La gente de Leonardo se llevó a Kevin.
Leonardo llevó a Nerea a casa personalmente.
En el coche, Leonardo dijo con voz grave:
—Perdón, llegué tarde. ¿Estás herida? ¿Kevin te hizo algo?
Nerea suspiró.
—Nada, nomás se soltó a llorar. Me dejó con una culpa horrible. De verdad, yo atraigo puro problema.
Leonardo pensó para sus adentros: «En efecto, un imán».
Primero fue Liam, luego Kevin.
En ese momento, Leonardo aún no sabía que también estaba su archienemigo de toda la vida, Nicolás.

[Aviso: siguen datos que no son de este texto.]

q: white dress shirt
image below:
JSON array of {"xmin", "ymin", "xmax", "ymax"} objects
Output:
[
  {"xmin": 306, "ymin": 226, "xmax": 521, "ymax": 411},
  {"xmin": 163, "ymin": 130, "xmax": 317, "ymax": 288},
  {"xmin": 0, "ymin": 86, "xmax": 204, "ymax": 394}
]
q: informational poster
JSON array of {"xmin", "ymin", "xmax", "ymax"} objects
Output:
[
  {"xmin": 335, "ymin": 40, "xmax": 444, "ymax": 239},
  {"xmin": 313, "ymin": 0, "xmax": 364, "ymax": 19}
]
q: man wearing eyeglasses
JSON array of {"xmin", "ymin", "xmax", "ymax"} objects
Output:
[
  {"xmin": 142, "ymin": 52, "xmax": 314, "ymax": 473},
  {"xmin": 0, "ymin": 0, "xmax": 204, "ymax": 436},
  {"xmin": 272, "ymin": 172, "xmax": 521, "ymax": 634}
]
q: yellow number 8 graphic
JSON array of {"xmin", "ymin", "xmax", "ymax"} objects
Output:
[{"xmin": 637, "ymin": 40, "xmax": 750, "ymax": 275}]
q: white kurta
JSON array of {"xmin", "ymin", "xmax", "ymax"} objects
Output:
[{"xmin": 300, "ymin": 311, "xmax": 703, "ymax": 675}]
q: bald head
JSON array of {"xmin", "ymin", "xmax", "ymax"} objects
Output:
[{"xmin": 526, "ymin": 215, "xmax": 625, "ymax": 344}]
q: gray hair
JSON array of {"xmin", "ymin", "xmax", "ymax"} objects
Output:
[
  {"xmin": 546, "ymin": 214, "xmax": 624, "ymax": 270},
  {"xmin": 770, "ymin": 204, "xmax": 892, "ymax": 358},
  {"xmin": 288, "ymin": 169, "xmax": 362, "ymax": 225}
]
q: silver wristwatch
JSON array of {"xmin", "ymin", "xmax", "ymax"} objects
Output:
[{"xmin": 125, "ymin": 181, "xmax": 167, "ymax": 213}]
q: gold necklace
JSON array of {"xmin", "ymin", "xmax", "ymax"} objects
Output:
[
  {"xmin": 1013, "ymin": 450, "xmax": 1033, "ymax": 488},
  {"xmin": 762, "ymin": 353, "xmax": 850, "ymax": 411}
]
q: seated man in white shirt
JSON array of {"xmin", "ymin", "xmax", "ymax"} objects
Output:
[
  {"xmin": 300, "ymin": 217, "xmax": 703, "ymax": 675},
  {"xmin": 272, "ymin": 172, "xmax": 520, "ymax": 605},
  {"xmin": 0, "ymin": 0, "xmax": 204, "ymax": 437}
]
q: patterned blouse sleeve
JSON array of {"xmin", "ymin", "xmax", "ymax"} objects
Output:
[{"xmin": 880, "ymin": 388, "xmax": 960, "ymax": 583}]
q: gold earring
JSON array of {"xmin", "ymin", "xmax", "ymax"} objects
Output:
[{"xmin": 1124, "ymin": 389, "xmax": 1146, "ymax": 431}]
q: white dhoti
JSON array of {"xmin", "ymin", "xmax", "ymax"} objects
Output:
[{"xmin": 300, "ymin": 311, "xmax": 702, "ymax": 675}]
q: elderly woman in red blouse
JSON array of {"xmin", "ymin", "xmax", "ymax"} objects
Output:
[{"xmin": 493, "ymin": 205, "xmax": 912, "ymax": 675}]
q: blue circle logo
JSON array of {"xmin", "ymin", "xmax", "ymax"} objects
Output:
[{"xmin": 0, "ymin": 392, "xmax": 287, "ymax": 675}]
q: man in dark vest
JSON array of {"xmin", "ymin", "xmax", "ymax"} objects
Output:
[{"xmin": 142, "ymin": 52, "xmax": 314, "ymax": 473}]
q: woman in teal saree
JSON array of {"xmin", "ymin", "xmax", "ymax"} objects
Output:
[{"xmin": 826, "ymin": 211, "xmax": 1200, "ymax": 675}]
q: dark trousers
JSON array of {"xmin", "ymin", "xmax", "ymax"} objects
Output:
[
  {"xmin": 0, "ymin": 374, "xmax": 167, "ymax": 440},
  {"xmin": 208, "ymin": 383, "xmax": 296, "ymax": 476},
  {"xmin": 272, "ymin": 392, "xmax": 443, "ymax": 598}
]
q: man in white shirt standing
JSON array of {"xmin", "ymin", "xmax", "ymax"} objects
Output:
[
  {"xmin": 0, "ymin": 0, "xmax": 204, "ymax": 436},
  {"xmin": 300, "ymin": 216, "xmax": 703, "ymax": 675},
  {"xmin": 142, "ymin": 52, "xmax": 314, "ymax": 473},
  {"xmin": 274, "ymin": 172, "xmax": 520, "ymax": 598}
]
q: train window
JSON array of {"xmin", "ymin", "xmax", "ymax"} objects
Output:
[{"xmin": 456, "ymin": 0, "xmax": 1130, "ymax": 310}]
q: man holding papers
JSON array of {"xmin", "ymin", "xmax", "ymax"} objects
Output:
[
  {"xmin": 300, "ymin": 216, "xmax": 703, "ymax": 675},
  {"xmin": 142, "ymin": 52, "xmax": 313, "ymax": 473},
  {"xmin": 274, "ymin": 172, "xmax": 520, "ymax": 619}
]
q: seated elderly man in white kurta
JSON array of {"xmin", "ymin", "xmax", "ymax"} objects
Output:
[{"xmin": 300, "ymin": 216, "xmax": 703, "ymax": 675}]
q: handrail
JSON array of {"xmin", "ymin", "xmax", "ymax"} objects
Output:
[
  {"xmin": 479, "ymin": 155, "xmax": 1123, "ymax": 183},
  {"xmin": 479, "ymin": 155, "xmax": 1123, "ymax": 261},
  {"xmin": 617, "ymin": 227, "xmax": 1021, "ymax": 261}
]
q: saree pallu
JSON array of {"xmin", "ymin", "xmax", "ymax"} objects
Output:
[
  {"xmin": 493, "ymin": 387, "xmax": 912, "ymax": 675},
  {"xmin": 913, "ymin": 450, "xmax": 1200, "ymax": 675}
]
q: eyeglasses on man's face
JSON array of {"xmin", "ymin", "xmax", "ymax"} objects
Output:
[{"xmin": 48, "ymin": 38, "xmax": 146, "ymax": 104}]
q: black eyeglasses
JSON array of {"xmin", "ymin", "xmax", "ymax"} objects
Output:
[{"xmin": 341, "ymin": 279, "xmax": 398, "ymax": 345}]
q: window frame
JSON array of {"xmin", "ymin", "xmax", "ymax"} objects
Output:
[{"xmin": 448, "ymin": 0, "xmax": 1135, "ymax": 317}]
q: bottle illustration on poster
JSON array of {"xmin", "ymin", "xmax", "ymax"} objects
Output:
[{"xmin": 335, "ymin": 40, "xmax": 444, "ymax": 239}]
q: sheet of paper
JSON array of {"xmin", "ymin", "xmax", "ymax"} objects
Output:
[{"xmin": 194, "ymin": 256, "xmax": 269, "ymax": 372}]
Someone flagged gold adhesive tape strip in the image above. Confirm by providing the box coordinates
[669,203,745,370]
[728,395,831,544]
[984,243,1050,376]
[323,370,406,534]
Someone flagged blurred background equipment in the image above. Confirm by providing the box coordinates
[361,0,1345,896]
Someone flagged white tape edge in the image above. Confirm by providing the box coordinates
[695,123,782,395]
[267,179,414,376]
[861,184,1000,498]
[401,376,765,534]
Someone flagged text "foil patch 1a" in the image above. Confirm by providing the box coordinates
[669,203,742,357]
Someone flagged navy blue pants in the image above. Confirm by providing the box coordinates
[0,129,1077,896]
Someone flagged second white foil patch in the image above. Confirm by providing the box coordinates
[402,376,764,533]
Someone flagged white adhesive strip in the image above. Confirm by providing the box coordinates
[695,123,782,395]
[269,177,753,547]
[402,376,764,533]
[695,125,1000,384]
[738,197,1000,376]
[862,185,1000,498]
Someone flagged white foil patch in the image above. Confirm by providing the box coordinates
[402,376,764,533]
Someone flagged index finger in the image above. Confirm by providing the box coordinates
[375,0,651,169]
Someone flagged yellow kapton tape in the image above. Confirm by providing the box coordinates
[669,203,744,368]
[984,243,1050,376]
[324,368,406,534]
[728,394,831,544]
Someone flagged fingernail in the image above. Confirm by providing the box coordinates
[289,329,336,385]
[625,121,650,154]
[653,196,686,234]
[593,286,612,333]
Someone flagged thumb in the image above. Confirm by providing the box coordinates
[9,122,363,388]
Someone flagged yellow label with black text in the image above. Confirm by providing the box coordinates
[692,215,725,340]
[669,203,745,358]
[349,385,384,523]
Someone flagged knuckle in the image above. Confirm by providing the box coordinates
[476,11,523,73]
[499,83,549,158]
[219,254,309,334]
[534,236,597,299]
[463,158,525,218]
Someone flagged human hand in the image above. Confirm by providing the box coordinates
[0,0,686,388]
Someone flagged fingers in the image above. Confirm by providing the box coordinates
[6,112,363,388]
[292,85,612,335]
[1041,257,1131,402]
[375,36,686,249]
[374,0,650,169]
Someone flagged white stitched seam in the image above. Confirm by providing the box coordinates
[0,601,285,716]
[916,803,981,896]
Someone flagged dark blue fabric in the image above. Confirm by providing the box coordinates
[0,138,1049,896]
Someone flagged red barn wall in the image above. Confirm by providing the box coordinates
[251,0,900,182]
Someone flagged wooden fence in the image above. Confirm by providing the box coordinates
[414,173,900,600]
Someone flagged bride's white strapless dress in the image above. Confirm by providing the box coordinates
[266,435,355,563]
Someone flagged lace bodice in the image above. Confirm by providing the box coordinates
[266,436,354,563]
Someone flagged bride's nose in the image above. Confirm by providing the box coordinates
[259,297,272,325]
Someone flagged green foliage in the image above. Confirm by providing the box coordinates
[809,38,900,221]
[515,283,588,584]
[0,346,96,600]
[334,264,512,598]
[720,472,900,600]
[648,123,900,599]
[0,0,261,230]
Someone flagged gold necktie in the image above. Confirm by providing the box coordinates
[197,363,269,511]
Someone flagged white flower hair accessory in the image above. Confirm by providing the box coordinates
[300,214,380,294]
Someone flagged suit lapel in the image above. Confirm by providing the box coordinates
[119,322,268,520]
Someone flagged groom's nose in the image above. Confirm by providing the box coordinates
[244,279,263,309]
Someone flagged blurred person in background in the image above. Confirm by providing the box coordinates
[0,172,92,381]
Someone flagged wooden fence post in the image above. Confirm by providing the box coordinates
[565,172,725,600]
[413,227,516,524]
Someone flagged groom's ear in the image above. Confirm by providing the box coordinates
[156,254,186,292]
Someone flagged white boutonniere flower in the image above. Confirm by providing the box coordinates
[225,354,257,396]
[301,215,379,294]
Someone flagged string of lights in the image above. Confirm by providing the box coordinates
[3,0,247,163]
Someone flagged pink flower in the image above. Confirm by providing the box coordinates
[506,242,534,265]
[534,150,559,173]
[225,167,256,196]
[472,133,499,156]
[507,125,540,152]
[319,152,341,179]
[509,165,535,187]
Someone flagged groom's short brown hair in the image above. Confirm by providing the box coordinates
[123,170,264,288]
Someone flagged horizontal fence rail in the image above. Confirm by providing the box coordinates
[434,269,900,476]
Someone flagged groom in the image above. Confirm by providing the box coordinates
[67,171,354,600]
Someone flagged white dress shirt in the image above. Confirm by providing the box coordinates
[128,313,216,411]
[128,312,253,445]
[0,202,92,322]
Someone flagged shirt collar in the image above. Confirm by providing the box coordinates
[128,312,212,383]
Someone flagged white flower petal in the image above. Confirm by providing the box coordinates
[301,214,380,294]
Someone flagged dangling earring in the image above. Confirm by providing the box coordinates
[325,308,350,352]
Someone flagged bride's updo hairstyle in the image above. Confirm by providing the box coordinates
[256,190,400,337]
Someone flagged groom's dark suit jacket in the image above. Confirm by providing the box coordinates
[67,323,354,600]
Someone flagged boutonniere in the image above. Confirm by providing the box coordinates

—¿Entonces te gusta Kevin?
Nerea negó con la cabeza.
—No me gusta.
—¿En serio? Si te gusta, ahora mismo le digo a la abuela y a los demás que terminamos.
—¡De verdad! Solo lo veo como a un chavo, y a ti te veo como a alguien cercano, pero nada más. No somos familia.
Leonardo suspiró aliviado, pero al mismo tiempo se preocupó.
A Leonardo le preocupaba cómo hacer que Kevin desistiera; al final, era su hermano.
Cuando Nerea llegó a casa, Ulises tenía los ojos rojos y se lanzó a sus brazos.
—Mamá, ¿estás bien? No podía contactarte, pensé que ya no me querías.
—¿Qué tonterías dices? ¿Por qué no te querría?
—Porque antes dije muchas cosas que te lastimaron y te rompieron el corazón. Antes era un pequeño patán malagradecido. Perdóname, mamá. Pensé que ya no pasaría, voy a quererte mucho y a protegerte bien, mamá.
Esas palabras llevaban mucho tiempo guardadas en el corazón de Ulises.
Tenía pánico.
Siempre estaba preocupado de que Nerea lo abandonara.
Por eso se esforzaba en ser útil, en ser obediente, en no causarle problemas a su mamá.
Quería cuidarla, protegerla, estudiar mucho y ser su orgullo.
Pero desde la noche anterior no podía contactarla.
Por la mañana, al levantarse, le hizo varias llamadas y el teléfono seguía apagado.
Al llegar a la escuela, en el recreo, al mediodía, y hasta la tarde, nunca pudo comunicarse con ella.
El miedo que reprimía en el fondo estalló por completo.
Al final del día, no era más que un niño de seis años en primer grado.
—Ya, ya, todo está bien —lo consoló Nerea, dándose cuenta apenas de lo inseguro que se sentía Ulises.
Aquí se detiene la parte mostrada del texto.